Deceit and fraud were, for the robber barons, standard operating procedures - among the numerous underhanded methods they typically employed to achieve their objectives. Knox had protected them from fraud charges many times. His term as Attorney General was itself a big fraud in regard to enforcement of the anti-trust laws, especially against former clients to whom he owed so much of his own professional success.

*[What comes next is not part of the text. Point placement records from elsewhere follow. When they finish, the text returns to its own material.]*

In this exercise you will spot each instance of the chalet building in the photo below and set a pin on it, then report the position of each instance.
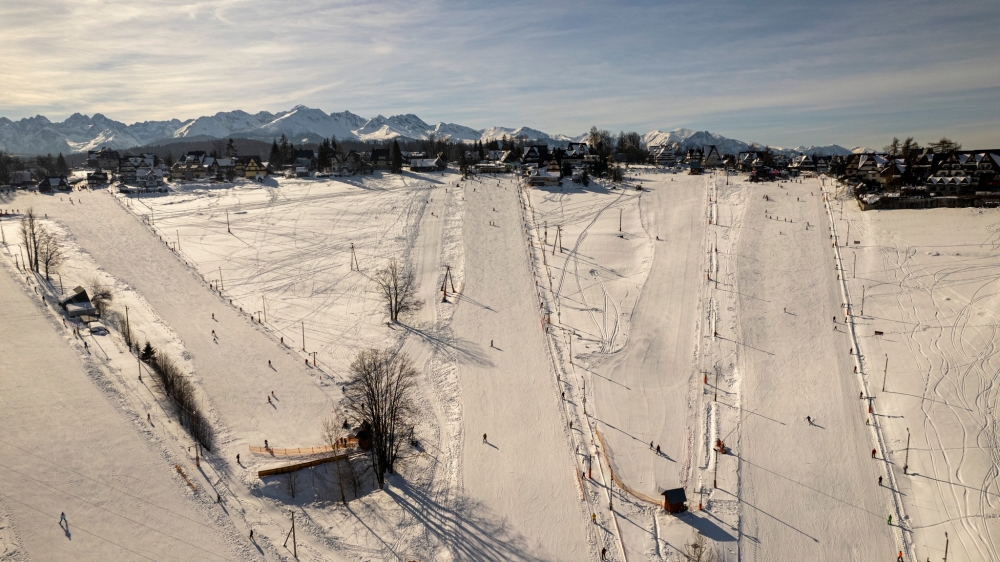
(149, 178)
(802, 164)
(536, 154)
(97, 179)
(306, 158)
(965, 173)
(664, 155)
(104, 158)
(193, 166)
(540, 178)
(892, 174)
(53, 182)
(427, 164)
(712, 159)
(253, 167)
(380, 159)
(21, 179)
(578, 153)
(694, 155)
(128, 165)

Besides preying on the government with their fraudulent activities, the robber barons employed a strategy of locking in and stabilizing their advantageous positions by using government authority and regulations to reduce competition, keep prices at very profitable levels, control labor problems, minimize risk, and generally make themselves quite comfortable. They also expanded their scope of operations, including financing and extension of credit, to other countries and used government to aid them in these adventures. Knox, of course, was a key man, perhaps the key man, in the Administration in all of this, both as Attorney General and then as Secretary of State.

J.P. Morgan seems to have been the real genius and visionary behind much of this strategy. His background was more oriented to finance, and his financial acumen enabled him to make inroads against the other robber barons on their own turfs - a robber baron's robber baron. He was regarded as more cultured and cosmopolitan than most of the others, and perhaps that is why he was able to envision and plan on such an international scale. His financial perspective helped him to see the benefits of making monetary loans to governments and securing them with strong and reliable methods of tax collection.

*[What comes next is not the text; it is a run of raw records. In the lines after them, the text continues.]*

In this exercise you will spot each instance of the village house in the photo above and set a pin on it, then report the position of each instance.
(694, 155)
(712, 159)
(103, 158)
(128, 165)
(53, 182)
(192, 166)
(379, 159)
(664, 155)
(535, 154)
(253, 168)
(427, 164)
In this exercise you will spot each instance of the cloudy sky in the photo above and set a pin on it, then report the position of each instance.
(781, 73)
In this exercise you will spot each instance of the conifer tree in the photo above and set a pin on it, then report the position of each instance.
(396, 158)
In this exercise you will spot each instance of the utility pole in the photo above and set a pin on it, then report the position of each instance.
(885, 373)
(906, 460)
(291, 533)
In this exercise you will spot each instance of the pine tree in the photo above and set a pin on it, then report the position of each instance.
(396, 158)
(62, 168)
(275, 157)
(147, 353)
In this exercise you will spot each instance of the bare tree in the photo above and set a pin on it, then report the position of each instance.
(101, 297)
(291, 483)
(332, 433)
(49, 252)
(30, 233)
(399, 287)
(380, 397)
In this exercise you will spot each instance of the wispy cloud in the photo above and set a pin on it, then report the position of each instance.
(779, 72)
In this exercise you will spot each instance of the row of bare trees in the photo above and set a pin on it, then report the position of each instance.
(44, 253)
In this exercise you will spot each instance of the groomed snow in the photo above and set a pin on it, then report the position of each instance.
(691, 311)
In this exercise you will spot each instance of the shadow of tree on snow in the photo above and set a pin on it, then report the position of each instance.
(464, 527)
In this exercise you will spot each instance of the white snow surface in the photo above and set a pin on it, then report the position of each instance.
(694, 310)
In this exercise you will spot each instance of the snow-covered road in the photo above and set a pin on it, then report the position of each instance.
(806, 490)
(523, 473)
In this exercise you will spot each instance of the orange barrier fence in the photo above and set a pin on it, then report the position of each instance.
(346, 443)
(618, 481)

One might wonder why Knox seemed to be in such a hurry in 1913 to declare the 16th amendment ratified. We can see that it was because of the Federal Reserve Act of 1913. It was important to the banking interests that would be lending money to the U.S government that there be an assured flow of revenue, especially since the robber barons would be removing themselves from the income tax system. Just as an ordinary bank wants to know that a borrower who is given a mortgage has a cash flow adequate to meet the payments, so the banks comprising the Federal Reserve System wanted to be sure the federal government had a dependable method of tax collection in place to provide ample money to pay its debts to them. The income tax and the Federal Reserve are inextricably tied together; it was not mere coincidence that they happened in the same year. The robber barons, their bankers, and Knox had developed this concept and practiced it in Latin America, and in 1913 they were ready to apply it to the United States.

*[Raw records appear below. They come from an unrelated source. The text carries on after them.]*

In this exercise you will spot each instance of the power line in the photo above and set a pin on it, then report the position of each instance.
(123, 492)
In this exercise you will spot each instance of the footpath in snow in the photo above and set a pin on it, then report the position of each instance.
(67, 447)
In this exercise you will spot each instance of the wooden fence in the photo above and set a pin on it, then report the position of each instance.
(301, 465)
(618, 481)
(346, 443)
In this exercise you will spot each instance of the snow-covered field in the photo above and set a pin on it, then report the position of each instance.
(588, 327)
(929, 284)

In less than a month after proclaiming the 16th amendment ratified, Knox returned to private practice in Pittsburgh, resigning as Secretary of State so that the new president, Woodrow Wilson, could appoint his own man to the post.* One gets the distinct impression that getting the amendment through the ratification process had indeed been his ultimate goal; he wasn't just a disinterested public official objectively administering the procedure. If he hadn't declared it ratified before leaving office, there was no way to know or control what his successor would do.

The title of this piece asks whether it's credible that Knox would commit fraud in ratifying the 16th amendment. We leave it to readers to decide for themselves, but for us, it seems like a "no-brainer." He would and he did.

*Taft's brand of republicanism had upset Roosevelt enough that the latter ran again for President in 1912. His third party "Bull Moose" candidacy spoiled Taft's re-election, and Democrat Wilson won.